Hopefully we some amateur scientist on here who can tell me if I am correct about the following.
If I chuck a great big block of ice into a bath tub which is a quarter filled with water the ice will displace the water and the level in the bathtub will rise. It normally understood that 90% of an iceberg is hidden below the surface of the seas and I assume the same would apply to my block of ice. With me so far? OK. The ice melts. What will the effect be on the water level in the bathtub? Common sense tells me that there would be very little if any difference in level as ice is less dense than water, which is why it floats.
So to the Arctic. We are currently getting ourselves into an environmental lather over melting sea ice in the arctic, but surely as this ice already floats on the seas the effect on seas levels would be very slight even if it all melted? Have I got this right and if I have why is it never mentioned by the environmental scientists?

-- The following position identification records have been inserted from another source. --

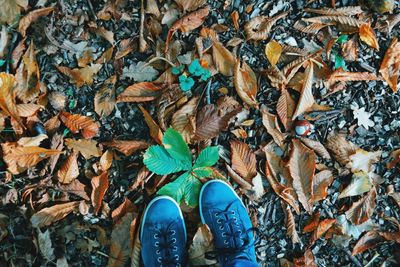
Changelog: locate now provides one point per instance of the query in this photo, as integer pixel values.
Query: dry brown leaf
(302, 166)
(273, 51)
(285, 109)
(390, 66)
(99, 187)
(367, 35)
(190, 5)
(69, 170)
(31, 17)
(28, 77)
(223, 59)
(20, 158)
(306, 100)
(245, 82)
(322, 228)
(290, 224)
(47, 216)
(127, 147)
(120, 241)
(243, 160)
(155, 131)
(340, 148)
(141, 92)
(270, 122)
(211, 120)
(202, 243)
(77, 122)
(362, 210)
(343, 11)
(183, 120)
(81, 76)
(187, 23)
(317, 147)
(7, 96)
(104, 100)
(322, 181)
(87, 148)
(258, 28)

This alarmist piece by the BBC would seem therefore to out of all proportion. The real danger, so far as I can see, is land based ice melting and running off into the sea. This would raise sea levels definitely.
For example the majority of ice in Antarctica is over land. Problem is that most projections relating to Global Warming predict an increase in precipitation over Antarctica which will serve to thicken the ice and that thickened ice will also reflect back more of the sun's heat causing a cooling effect.
Complicated this climate stuff isn't it?